Elena’s throat closed up. He had rarely mentioned Sam’s name since the day of his funeral, but now the very real grief showed through. The brothers had had very little in common but they had loved each other. And now she could detect something else. Something wildly out of character. A skein of jealousy, envy, even?

‘He was a good friend,’ she responded, hating the breathless catch in her voice. She watched the long, hard fingers strip the peel from the fruit. Suddenly there seemed something ruthless about the movements. She wondered if she knew him as thoroughly as she’d thought she did.

She shivered, and heard him say, ‘In a way, I think he deplored the fact that I did my duty, as he called it—knuckled down and joined the family business and took the responsibility of heading it after Father died—despised me a little, even.’

‘No!’ She couldn’t let him think that. ‘He admired you, and respected you—maybe grudgingly—for doing your duty, and doing it so well. He once told me that your business brain scared the you-know-what out of him, and that he preferred to go off and do his own thing rather than live in your shadow, a pale second-best.’

Jed gave her a long, searching look, as if he was turning her words over in his mind, weighing the truth of them, before at last admitting, ‘I didn’t know that. Maybe I wouldn’t have envied him his freedom to do as he pleased and to hell with everyone else if I had.’ Regret tightened his mouth. ‘I guess there’s a whole raft of things I didn’t know about my kid brother. Except, of course, how fond he was of you. When he came home on those flying visits of his the conversation always came round to you. He gave me one of your books and told me to be impressed. I was; I didn’t need telling,’ he complimented coolly. ‘You handle horror with a sophistication, intelligence and subtlety that makes a refreshing change from the usual crude blood and gore of the genre.’

‘Thank you.’ I think, she added to herself. There was something in his voice she had never heard before. Something dark and condemning. She left her seat swiftly and went to lean against the wall, looking at the endless view which always soothed her spirits but signally failed to do anything of the sort this morning.

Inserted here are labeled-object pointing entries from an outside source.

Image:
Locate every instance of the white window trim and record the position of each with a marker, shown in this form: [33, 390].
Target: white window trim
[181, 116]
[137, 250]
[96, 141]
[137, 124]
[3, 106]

Perched on a limestone ridge, high above a tiny white-walled village, her home benefited from the pine-scented salt breezes crossing western Andalucia from the Atlantic, moderating the heat of the burning May sun.

Elena closed her eyes and tried to close her mind to everything but the cooling sensation of the light wind on her face. Just a few moments of respite before she had to face the truth, brace herself to break the news to Jed before the day ended. Could she use her gift for words to make him understand just why she had acted as she had? It didn’t seem possible, she thought defeatedly.